Dáil debates

Wednesday, 2 June 2021

National Recovery and Resilience Plan: Statements

 

4:40 pm

Photo of Violet-Anne WynneViolet-Anne Wynne (Clare, Sinn Fein) | Oireachtas source

In speaking about the national recovery and resilience plan I want to focus on the need for a clear channel of the income to be allocated to Shannon Airport and the preservation of its jobs and connectivity. The mid-west region and my constituency in particular are reeling following the announcement by Aer Lingus to close its Shannon base. This was the latest, but by no means the first, in a series of neo-liberal market-led decisions that have gravely threatened the vitality and saliency of the mid-west region and the hospitality, tourism and foreign direct investment economies based there.

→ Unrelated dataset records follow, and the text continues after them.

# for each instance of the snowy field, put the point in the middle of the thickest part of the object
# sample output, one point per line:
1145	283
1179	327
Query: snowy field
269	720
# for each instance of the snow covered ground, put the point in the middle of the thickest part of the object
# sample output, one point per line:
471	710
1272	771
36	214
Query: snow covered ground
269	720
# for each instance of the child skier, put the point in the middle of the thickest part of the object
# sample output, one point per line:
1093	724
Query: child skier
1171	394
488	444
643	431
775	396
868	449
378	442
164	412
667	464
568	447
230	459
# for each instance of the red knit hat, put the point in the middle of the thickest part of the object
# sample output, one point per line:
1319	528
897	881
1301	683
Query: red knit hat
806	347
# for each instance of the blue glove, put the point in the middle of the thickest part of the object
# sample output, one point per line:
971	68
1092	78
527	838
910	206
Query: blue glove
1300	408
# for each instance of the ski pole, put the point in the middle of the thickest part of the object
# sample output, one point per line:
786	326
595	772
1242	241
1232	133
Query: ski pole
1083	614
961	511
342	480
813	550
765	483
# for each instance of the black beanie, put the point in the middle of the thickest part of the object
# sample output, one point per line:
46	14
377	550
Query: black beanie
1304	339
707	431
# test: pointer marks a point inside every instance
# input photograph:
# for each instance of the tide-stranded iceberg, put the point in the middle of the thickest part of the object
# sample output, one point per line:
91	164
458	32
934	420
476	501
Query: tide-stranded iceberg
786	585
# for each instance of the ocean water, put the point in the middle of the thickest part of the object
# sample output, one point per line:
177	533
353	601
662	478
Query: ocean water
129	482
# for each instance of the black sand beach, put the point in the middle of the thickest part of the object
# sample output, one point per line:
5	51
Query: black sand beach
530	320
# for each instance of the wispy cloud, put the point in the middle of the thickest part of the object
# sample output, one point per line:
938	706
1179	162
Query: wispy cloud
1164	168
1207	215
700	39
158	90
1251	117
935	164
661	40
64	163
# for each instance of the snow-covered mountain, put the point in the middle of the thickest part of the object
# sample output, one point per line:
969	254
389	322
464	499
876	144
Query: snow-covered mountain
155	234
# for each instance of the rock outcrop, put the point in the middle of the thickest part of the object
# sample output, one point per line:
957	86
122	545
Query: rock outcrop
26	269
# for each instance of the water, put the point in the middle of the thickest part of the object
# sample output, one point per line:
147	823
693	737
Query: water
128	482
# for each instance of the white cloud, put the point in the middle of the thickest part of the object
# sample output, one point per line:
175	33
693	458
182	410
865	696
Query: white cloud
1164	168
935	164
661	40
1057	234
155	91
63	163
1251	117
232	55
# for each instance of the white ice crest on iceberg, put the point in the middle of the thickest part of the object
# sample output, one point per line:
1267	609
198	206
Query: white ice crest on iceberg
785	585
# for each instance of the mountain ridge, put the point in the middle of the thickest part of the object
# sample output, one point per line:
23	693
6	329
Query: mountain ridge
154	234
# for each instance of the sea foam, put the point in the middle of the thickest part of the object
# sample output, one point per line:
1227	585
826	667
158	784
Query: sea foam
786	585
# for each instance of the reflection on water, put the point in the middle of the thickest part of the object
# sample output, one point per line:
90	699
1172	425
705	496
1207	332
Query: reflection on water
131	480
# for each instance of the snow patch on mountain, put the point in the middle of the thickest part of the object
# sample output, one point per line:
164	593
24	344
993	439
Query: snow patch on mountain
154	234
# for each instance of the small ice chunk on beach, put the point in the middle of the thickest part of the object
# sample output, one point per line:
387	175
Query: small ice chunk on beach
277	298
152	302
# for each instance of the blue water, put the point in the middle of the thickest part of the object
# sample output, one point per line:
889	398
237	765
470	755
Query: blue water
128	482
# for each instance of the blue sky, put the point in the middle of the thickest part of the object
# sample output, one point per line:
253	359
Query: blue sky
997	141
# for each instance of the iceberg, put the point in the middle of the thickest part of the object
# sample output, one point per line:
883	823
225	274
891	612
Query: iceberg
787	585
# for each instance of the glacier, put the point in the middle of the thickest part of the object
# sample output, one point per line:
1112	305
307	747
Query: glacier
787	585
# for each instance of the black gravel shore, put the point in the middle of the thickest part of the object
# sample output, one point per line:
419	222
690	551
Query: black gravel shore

Ireland is set to secure €915 million. This will be sub-divided into grants and loans. As per the EU mandate, these grants must be invested in projects that are essentially future-proofing the island as it emerges into the post-Covid-19 world. This funding offers a real opportunity to safeguard the future of Shannon Airport. We saw the repercussions of what happened when the Government sold its 26% stake in our national airline in 2010. We have seen what has happened when Shannon Airport was ejected from the remit of the Dublin Airport Authority. At the time it was mooted as a move that would ensure growth and expansion. We now know that to be not true.

The dialogue around Shannon keeps referring to the airport as a regional airport, but Shannon is an international airport with inter-continental and transatlantic routes. It boasts the longest runway and was the first to pioneer a sensory room in the country. When we needed personal protective equipment delivered, the airplane had to land in Shannon. This should give us an idea of how valuable the airport is. In 2009 the footfall through Shannon was 30,000 more than Cork Airport, but by 2019 it was 900,000 less than Cork. To say the separation from the DAA has disadvantaged Shannon is an understatement.

In 2017 the economic footprint of Shannon was €3.8 billion. Given the development of the Wild Atlantic Way as a tourism route, the airport has potential for far more than 5% of overall national flights, the volume it received in 2017. The airport must be seen as a critical element of the infrastructure network. I call on the Minister to provide for positive discrimination measures to be taken and for enough of this funding to be dedicated to future-proofing Shannon Airport and the micro-economies of the mid-west region.